İlk olarak Wuhan kentindeki, deniz ürünleri ve canlı hayvan pazarında satılan bir karınca yiyen türünden kaynaklandığı belirtilen virüsün ortaya çıkışı “Hayvan” değil, vahşi yaşamla gittikçe yakın temasa yol açacak şekilde çeşitli ekosistemleri yağmalayan “İnsan”dır.

İKLİM DEĞİŞİMİ ve KÜRESEL ISINMANIN ETKİLERİ

Tropikal ormanların, endüstriyel tarım uygulamaları, madencilik, enerji adına yok edilmeye başlanmasıyla birlikte; bugüne kadar “modern” yaşama temas etmemiş virüslerin, yaşam alanları yok edilen hayvan türleri ile birlikte insan yaşamına dahil olduğu bilinmelidir.

Yarattığımız küresel ısınma ve iklim değişikliğinin bir yandan ihtimal dahilinde olmayan türlerin/virüslerin karşılaşmasına, bir yandan da diğer tüm canlı varlıkla birlikte zayıflamış bağışıklık sistemimizin gelecekte çeşitlenerek artacağı bilinen bu tip salgınlara maruz kalacağı da bilinmelidir.

Avustralya’daki yangınlardan Brezilya’daki madencilik faaliyetlerine, İzlanda’daki yanardağ patlamasından Fukuşima’daki Nükleer Santral kazasına, Antarktika’daki buzulların erimesine kadar ekolojik sistemin bir bütün olduğu ve dünyanın bir ucundaki faaliyetin, felaketin bütün bir sistem için yıkım getirdiğini bilmeliyiz.

EKOSİSTEM EKOLOJİK BÜTÜNLÜK ÇERÇEVESİNDE KORUNMALI

Ekolojik ayak izimiz büyüdükçe, gelecek ihtimalimiz küçülmekte..
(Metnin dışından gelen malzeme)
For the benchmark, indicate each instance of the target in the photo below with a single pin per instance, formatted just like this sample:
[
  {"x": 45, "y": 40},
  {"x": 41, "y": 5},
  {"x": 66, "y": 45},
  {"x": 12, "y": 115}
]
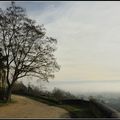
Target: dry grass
[{"x": 28, "y": 108}]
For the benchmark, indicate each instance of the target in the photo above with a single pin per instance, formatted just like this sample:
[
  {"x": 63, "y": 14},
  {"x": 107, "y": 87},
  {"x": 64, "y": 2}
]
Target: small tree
[{"x": 28, "y": 50}]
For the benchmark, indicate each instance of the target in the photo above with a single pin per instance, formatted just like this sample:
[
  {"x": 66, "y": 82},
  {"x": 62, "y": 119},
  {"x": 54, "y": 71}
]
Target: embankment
[{"x": 100, "y": 110}]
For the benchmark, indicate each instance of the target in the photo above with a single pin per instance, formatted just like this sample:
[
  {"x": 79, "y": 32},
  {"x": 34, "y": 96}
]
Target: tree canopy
[{"x": 27, "y": 49}]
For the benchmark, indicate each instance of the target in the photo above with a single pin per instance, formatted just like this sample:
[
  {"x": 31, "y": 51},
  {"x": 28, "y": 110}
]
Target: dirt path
[{"x": 28, "y": 108}]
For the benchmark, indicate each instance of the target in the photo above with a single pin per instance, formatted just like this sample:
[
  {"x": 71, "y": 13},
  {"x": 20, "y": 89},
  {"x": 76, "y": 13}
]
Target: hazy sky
[{"x": 88, "y": 35}]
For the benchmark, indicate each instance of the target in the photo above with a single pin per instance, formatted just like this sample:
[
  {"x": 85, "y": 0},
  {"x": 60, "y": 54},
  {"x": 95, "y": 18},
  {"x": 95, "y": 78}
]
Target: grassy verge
[
  {"x": 3, "y": 103},
  {"x": 75, "y": 111}
]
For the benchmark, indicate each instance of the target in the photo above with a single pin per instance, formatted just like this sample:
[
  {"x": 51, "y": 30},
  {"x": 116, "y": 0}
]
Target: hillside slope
[{"x": 28, "y": 108}]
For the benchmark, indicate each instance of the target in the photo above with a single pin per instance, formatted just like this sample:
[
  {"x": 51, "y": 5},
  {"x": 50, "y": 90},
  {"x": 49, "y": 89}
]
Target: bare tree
[{"x": 28, "y": 50}]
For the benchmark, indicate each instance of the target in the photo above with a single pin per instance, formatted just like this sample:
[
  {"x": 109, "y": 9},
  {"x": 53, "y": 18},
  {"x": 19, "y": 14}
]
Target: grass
[
  {"x": 78, "y": 111},
  {"x": 75, "y": 111},
  {"x": 3, "y": 103}
]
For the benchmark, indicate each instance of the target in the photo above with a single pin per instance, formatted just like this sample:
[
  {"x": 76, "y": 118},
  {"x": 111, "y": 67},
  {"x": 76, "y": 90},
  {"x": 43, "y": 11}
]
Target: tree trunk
[{"x": 8, "y": 93}]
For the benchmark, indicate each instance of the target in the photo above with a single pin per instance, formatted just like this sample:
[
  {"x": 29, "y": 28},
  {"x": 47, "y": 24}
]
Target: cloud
[{"x": 88, "y": 36}]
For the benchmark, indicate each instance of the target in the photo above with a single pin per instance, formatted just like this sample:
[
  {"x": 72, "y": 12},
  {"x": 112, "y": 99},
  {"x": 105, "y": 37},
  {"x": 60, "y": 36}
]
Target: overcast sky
[{"x": 88, "y": 35}]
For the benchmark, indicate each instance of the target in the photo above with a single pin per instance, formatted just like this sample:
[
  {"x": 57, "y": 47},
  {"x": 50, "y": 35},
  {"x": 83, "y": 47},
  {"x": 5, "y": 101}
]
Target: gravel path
[{"x": 28, "y": 108}]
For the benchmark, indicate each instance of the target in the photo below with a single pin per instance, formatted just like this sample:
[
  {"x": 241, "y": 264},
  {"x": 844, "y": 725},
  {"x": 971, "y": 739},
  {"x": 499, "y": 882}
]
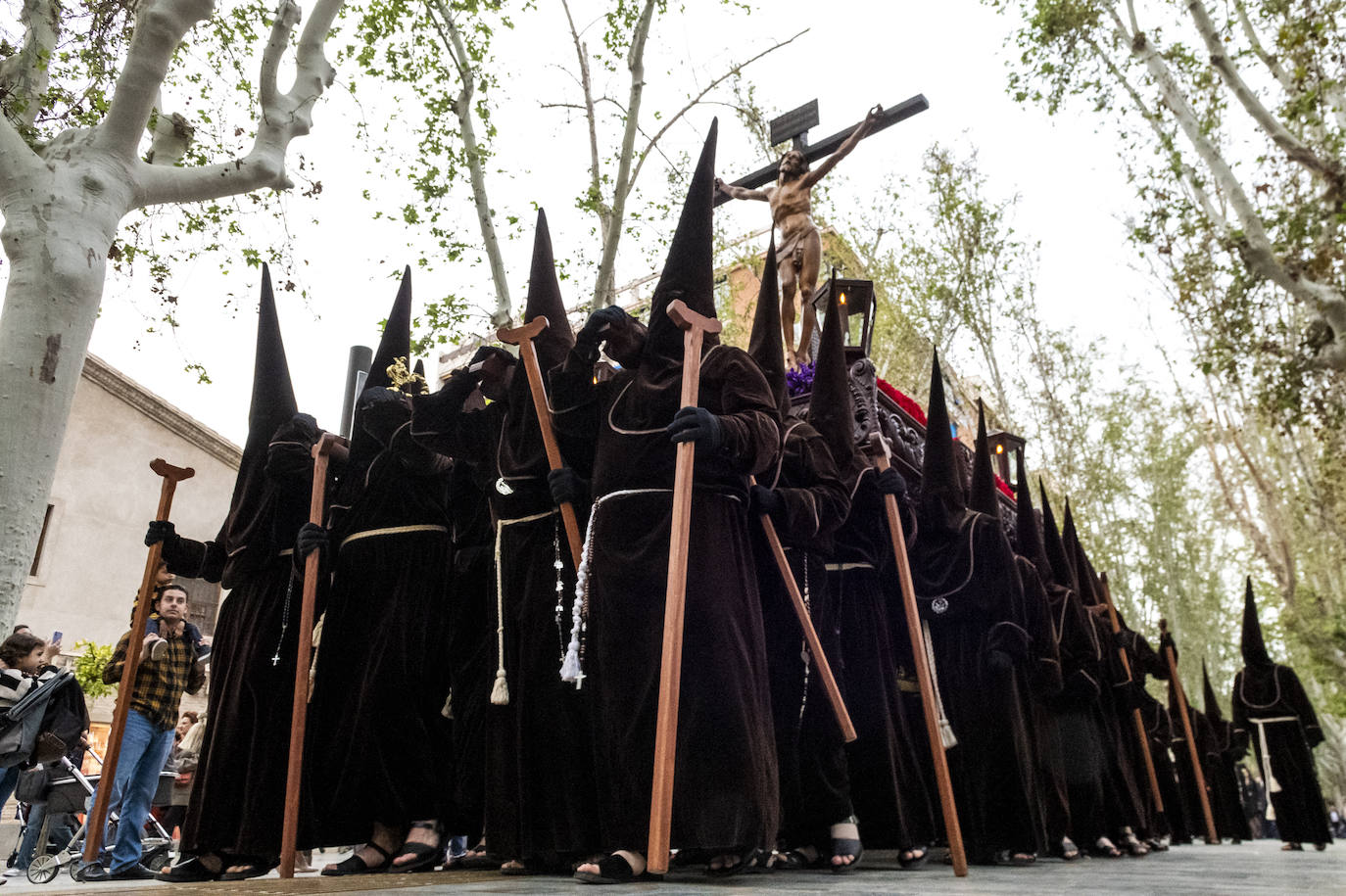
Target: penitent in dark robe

Bu bağlamda ve Covid-19 pandemisi dolayısıyla, yerel yönetimler de dahil olmak üzere tüm iktidar sahiplerini kamusal sorumlulukları çerçevesinde;

  • Ekolojik bütünlüğü ve sağlıklı bir çevrede yaşama hakkını tehdit eden enerji, maden, inşaat sanayii projelerinden ivedilikle vazgeçmeye,
  • Bu olağanüstü durum ve sokağa çıkmama hali fırsat bilinerek, KHK’lar ile yeni tahribatlara yol açmaktan, sendikal hakların ve mülkiyet hakkının kısıtlanmasından vazgeçmeye çağırıyor,
  • Kamu kaynaklarının, halk sağlığını, sağlıklı gıdaya ve içilebilir suya erişim hakkını öncelleyen faaliyetlere aktarılmasını,
  • Bu süreçte evsel su ve elektrik giderlerinin ücretsiz karşılanmasını, ücretsiz gıda ve temizlik maddesi dağıtımı ile nakdi destekleme yapılmasını,
  • Yoğun risk altındaki sağlık çalışanları ile zorunlu hizmet alanlarında çalışanlar için sağlık güvenliği tedbirlerinin arttırılmasını,
  • Zorunlu mal ve hizmet alanı dışındaki iş kollarında çalışmaların durdurularak, ücret ödemelerinin koşulsuz şartsız İşsizlik Fonu’ndan karşılanmasını,
  • İş sözleşmesinin feshi anlamına gelen ücretsiz izine çıkarmanın, arabuluculuk kurumuna başvuruların durdurulmuş olması dolayısıyla kesin olarak yasaklanmasını,
  • Sokakların ve meydanların dezenfeksiyonunda diğer canlıların yaşam hakkının da dikkate alınmasını ve şehirlerde yaşamak zorunda kalan canlıların yaşamsal varlığını sürdürmesinin sağlanmasını,

talep ediyoruz…”

SALİHLİ ÇEVRE DERNEĞİ
Ekoloji Birliği
Ekoloji Birliği; yaşama yönelik artan tehditlere karşı, yurt genelinde faaliyet gösteren bir çok ekoloji örgütünün bir araya gelmesi ile 2018 yılında oluşmuştur.